What book are you currently reading? I’m researching a new novel, so I’m currently reading about the Internet and how it was developed back in the 1970s. It was like a form of space exploration. I’m also reading about liberation theology. And the birth of hip-hop. Don’t ask! It’s a madly ambitious project.
Is there a book you wish you had written? If I could have any Seamus Heaney poem at my fingertips I think I’d be a happy man.
Name a book that you were pleasantly surprised by. I really liked Larry Kirwan’s “Green Suede Shoes.” It is as if Kirwan has stepped in many different pairs — singer, actor, headcase, activist, writer. I’d only seen him as a musician and it was interesting to see how well he shapes his prose.

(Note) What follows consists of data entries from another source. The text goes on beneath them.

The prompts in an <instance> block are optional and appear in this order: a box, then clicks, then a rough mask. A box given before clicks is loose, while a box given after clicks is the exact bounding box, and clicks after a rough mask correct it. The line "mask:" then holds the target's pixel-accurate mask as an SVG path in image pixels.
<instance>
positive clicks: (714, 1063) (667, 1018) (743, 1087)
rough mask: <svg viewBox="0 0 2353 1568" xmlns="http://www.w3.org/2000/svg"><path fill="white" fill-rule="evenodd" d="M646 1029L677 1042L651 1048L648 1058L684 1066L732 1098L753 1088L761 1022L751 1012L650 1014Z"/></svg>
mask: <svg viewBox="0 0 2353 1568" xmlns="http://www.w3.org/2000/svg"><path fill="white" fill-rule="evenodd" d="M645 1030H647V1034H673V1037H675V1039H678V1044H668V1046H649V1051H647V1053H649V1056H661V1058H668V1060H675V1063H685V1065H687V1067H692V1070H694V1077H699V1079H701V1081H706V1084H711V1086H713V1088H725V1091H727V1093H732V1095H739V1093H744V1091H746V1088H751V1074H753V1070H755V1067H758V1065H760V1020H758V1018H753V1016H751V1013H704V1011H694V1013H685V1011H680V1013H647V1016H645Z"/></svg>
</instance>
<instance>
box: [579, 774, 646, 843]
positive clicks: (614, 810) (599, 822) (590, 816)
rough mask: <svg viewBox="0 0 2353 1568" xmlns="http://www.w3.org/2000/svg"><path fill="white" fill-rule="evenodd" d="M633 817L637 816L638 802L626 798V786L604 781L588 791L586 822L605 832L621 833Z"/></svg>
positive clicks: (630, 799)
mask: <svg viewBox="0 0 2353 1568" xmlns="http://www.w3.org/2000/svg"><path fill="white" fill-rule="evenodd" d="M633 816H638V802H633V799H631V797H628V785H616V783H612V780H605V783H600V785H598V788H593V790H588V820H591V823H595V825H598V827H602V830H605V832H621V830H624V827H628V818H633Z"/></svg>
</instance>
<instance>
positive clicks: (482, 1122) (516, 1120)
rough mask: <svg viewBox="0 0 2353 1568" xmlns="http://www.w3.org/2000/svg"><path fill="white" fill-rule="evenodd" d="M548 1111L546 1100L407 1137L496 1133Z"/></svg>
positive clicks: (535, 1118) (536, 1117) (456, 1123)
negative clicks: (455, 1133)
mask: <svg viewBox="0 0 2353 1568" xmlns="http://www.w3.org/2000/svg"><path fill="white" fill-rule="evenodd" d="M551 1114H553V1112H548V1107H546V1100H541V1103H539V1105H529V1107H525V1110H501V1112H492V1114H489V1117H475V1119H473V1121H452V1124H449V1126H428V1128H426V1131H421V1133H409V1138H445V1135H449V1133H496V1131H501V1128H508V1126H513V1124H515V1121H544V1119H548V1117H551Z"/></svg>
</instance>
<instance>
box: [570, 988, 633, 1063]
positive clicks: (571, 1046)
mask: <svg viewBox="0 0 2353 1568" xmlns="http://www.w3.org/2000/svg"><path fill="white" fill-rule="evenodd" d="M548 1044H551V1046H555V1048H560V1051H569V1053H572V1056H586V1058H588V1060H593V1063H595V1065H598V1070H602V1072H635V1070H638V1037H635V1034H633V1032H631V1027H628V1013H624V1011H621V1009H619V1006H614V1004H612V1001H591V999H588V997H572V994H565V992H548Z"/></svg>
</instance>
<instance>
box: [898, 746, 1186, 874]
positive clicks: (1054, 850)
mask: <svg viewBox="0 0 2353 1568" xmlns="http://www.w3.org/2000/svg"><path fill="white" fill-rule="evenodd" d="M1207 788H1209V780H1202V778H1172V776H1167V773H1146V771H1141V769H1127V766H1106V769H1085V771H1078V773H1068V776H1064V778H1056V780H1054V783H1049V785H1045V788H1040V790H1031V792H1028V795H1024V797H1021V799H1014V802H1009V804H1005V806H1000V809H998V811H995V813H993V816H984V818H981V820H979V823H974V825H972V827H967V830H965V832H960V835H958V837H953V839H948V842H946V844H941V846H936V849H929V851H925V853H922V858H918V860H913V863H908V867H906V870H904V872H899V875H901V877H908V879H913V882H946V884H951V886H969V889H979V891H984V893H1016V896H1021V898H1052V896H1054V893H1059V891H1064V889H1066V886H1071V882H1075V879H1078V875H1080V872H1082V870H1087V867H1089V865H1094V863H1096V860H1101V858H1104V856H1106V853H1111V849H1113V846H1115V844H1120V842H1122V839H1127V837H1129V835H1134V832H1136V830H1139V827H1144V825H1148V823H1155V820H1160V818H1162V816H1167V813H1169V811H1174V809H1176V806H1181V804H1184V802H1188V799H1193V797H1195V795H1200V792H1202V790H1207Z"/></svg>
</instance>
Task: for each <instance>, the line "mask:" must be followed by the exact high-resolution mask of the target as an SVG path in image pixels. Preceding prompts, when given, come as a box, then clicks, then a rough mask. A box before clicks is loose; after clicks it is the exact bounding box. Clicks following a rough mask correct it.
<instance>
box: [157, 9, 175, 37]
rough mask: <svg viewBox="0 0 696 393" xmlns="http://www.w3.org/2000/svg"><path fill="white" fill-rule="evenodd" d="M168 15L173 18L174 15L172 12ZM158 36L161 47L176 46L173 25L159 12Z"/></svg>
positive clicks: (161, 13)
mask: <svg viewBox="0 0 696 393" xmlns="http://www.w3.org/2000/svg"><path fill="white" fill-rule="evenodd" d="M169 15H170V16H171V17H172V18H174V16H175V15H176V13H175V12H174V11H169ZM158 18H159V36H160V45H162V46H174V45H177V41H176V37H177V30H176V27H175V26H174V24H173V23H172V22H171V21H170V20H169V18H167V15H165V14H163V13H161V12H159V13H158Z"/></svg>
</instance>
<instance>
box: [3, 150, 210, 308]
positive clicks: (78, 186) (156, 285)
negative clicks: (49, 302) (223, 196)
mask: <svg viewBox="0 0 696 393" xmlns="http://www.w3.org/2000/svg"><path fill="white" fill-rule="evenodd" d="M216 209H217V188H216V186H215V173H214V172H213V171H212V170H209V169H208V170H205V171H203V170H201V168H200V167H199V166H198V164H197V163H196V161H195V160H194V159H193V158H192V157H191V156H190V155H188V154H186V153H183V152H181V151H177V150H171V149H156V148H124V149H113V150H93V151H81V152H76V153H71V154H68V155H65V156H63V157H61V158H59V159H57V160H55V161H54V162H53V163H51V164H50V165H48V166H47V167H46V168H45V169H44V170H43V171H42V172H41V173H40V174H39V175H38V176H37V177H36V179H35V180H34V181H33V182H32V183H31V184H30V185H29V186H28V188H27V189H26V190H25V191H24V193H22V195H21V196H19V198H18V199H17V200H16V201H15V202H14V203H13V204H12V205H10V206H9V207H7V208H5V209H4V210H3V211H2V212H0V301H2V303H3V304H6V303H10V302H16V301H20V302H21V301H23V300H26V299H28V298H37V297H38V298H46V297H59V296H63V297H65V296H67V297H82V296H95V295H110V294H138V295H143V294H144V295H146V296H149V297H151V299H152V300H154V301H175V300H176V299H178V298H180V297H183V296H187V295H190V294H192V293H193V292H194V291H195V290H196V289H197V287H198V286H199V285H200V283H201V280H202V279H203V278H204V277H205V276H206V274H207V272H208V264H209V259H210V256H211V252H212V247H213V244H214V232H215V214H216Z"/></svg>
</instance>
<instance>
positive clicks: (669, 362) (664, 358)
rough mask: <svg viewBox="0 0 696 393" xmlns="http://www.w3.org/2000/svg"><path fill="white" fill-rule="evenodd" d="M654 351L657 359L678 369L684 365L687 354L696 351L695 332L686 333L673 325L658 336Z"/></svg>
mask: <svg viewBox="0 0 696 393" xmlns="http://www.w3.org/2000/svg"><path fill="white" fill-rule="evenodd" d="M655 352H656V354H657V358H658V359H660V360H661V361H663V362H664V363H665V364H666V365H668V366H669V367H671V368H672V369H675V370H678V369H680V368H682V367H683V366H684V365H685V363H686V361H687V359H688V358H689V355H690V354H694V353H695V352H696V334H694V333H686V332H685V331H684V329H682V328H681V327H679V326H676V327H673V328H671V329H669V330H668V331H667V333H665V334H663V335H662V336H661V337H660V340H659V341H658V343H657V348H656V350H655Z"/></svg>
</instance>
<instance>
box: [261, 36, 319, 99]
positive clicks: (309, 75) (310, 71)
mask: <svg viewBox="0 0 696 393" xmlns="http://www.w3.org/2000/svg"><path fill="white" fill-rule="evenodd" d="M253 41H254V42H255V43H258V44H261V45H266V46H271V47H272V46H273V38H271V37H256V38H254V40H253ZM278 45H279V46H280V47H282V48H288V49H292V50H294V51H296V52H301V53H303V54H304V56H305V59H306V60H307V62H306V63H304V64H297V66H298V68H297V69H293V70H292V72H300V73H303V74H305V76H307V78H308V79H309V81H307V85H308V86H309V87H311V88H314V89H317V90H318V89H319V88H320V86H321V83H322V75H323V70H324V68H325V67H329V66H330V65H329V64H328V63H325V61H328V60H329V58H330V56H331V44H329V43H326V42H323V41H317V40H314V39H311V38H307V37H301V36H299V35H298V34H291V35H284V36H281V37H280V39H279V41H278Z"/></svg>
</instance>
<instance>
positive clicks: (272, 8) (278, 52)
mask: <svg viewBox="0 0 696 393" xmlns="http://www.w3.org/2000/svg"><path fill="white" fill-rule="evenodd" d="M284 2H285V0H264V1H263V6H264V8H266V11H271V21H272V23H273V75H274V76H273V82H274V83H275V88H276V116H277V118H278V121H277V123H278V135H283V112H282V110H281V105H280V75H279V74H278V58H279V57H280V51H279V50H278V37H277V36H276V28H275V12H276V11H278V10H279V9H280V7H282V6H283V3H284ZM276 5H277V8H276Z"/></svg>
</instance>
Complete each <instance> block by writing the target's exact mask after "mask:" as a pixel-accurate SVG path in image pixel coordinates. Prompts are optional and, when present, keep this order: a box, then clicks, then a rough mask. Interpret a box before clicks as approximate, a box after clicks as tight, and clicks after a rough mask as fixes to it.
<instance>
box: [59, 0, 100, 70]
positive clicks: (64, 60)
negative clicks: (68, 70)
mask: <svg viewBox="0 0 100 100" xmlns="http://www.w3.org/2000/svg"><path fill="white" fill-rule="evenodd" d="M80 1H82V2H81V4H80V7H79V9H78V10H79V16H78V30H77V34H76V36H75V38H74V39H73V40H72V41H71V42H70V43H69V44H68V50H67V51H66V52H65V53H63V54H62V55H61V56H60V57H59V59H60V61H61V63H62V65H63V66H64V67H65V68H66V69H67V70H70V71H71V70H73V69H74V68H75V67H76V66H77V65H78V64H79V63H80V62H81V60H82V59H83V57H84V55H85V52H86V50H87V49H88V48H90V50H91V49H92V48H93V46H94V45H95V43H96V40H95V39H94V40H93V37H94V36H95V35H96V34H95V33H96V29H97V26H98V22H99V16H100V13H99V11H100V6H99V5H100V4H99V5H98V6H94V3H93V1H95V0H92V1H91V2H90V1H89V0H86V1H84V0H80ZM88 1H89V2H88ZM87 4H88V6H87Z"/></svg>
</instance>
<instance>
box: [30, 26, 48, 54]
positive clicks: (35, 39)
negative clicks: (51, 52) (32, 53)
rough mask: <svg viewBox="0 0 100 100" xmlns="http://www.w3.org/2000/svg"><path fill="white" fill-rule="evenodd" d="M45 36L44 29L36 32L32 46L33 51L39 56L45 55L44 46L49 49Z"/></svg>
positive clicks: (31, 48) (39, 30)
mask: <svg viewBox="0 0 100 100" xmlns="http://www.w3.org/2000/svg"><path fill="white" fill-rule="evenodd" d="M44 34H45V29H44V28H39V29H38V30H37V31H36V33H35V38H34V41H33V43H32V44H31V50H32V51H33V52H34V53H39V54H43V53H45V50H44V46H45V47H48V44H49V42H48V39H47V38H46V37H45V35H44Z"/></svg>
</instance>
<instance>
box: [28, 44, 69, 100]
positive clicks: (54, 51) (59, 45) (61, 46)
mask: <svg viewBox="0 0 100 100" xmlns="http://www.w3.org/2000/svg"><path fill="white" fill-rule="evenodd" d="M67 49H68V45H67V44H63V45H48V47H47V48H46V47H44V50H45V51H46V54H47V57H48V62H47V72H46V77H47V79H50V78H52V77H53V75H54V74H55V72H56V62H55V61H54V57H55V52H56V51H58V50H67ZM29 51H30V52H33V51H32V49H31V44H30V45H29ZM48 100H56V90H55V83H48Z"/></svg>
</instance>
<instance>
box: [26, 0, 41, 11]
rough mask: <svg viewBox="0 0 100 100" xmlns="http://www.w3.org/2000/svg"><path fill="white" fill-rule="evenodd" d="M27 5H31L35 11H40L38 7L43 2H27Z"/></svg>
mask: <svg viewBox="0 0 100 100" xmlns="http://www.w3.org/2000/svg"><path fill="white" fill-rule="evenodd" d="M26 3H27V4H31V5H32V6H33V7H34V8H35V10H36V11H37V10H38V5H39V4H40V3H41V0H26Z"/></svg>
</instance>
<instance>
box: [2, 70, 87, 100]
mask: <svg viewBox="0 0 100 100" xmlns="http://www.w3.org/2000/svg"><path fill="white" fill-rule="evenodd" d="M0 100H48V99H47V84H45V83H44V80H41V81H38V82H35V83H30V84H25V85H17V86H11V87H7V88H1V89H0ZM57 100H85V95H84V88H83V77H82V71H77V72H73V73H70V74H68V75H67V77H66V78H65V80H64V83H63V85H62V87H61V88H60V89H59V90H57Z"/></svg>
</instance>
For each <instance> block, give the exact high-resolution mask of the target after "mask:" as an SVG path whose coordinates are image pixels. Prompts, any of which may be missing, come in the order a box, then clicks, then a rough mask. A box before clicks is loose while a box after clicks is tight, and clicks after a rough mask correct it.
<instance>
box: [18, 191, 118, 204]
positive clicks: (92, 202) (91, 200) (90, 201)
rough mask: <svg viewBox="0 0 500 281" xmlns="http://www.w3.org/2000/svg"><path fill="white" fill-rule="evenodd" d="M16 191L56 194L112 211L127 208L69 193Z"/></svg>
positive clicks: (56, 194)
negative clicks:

If you could meet one author, living or dead, who would it be? I live a very charmed life. I have gotten to meet most of my contemporary heroes — Berger, Doyle, Carey, Harrison, O’Brien, Kiely, Heaney, Muldoon.
What book changed your life? You know, when I was a youngster, my father wrote a series of kids soccer books. Georgie Goode was the hero. He was a Gypsy boy in England who never had any football shoes so he played in his runners. And I remember my 3rd-class [5th grade] teacher, Mr. Kells, reading the books aloud to us in class. On Friday afternoons. And I remember that moment of intense pride when Georgie would score the final goal. He’d bury it in the back of the net. It was always inevitable but amazing how he got to that moment of inevitability. And I was stunned by the power of story, even then.
What is your favorite spot in Ireland? I love going North to my mother’s old family farm in Derry. Otherwise, an afternoon in the Stag’s Head in Dublin. Or a mad jaunt along the cliff-faces in Achill Island.
You’re Irish if . . . You can walk along Fifth Avenue and say how much cheaper it is than Grafton Street.